While the oven was hot, she also baked biscuits. A very different technique. Any air within the mixture was squished out by the rolling pin and the biscuits baked hard in the oven. (As they should – yum).
As you know, cutting a biscuit with a knife is difficult – it will shatter. The structure of the biscuit also means that it absorbs liquid slowly – which is, of course, why biccies are so good for dunking.
Why texture matters
The soil beneath your feet is a bit like a recipe. Lots of different ingredients and components all mixed up together to provide a home for the, soil microbes, mini beasts and plant roots that help make our lives so rich.
In an ideal world, the soil under your lawn should be more like a lemon drizzle cake than a biscuit. A biscuit is the culinary equivalent of compacted soil. It has very little air in it (all life forms need air) and the texture is nigh on impossible for roots to grow through it. Soil also needs to be efficient at absorbing rainwater – otherwise we’d all be flooded out. Especially in Ireland where there is no shortage or rain!
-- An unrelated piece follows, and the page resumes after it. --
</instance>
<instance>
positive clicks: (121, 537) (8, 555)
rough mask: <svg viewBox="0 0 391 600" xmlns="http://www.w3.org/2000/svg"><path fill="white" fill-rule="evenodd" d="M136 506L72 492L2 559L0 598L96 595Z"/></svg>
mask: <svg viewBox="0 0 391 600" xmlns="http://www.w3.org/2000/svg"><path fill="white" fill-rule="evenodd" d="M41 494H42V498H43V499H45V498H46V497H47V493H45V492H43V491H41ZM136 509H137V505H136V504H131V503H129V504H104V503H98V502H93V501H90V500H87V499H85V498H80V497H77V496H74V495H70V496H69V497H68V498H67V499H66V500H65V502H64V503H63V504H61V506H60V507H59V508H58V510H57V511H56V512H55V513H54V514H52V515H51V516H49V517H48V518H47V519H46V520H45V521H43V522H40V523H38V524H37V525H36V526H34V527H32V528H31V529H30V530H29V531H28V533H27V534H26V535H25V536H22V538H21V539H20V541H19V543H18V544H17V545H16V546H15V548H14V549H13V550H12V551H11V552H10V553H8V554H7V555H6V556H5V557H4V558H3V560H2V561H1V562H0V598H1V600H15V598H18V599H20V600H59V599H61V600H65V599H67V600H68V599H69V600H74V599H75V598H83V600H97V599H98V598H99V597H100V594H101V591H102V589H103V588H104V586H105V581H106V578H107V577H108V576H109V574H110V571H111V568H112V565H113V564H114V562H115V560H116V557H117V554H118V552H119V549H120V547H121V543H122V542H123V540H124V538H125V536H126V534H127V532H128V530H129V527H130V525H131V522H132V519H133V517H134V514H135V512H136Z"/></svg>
How does soil compaction affect your lawn?
Soil compaction has a big effect on the health and vitality of your lawn.
Grass plants enjoy moist soil, but they hate to be waterlogged. Moss on the other hand, thrives in damp conditions. Better drained soil = healthier lawn with less moss.
Those billions of soil microbes living in the jungle beneath your feet, help to nourish the plants in your lawn. Some trap nitrogen from the air and turn it into plant food. Others recycle dead leaves etc to make plant nutrients. If your soil is compacted and unhealthy, the microbes struggle to do their job. In healthy soil, plant nutrients actually move around in the soil to position themselves where the plants’ roots can reach them.
Drainage is great, but every single plant in your lawn, and every single organism living beneath it, needs water to survive. Compacted soil is like a biscuit, without air bubbles it’s difficult for water to penetrate it and therefore the entire population of your mini-jungle fails to thrive.
Roughly half of a grass plant is made up of the roots under the ground. Those roots need to be able to grow without restriction so that they can support the top half of the plant. In compacted soil, that’s pretty difficult for them to do.
Interestingly, the longer the grass, the longer the roots, which is why I recommend letting your grass grow longer in hot weather. It works the other way too – restricted roots = reduced leaf growth.
How will I know if my soil is compacted?
Sometimes its obvious when your lawn is struggling because of soil compaction. Heavy moss infestation is a very visible sign. Also, bare patches where the lawn has been heavily used. ….children’s play areas, beneath the linen line, the journey to the shed etc.
Other times it’s not so obvious. Perhaps the lawn just isn’t as green as it could be, despite having regular feeds and a careful mowing regime.
I have a quick and easy way to test for soil compaction.
Take a screwdriver (or something similar) with a 6” (15cm) blade and push it into your lawn. It should sink into the soil as easily as a knife cutting through lemon drizzle cake. If you need to push hard (like trying to cut a biscuit) then your lawn is compacted. The more effort you need to exert, the more compacted your soil is.
How to relieve soil compaction
Greenkeepers have a proven mechanical method to relive soil compaction. It’s called aeration. Aeration simply makes holes in the soil beneath your lawn so that air, water, microbes, roots and nutrients have the space to thrive.
I also like to use organic methods to improve soil health. By adding a careful balance of natural substances like humic acid and liquid seaweed treatments, I’m nourishing the creatures in the mini-jungle beneath your feet. When they are well nourished, they’ll keep moving around and as they do so, they create and maintain the spaces between soil particles. And as every designer knows, the spaces are just as important as the structures. —Just imagine trying to read this if there were no spaces betweenthewords.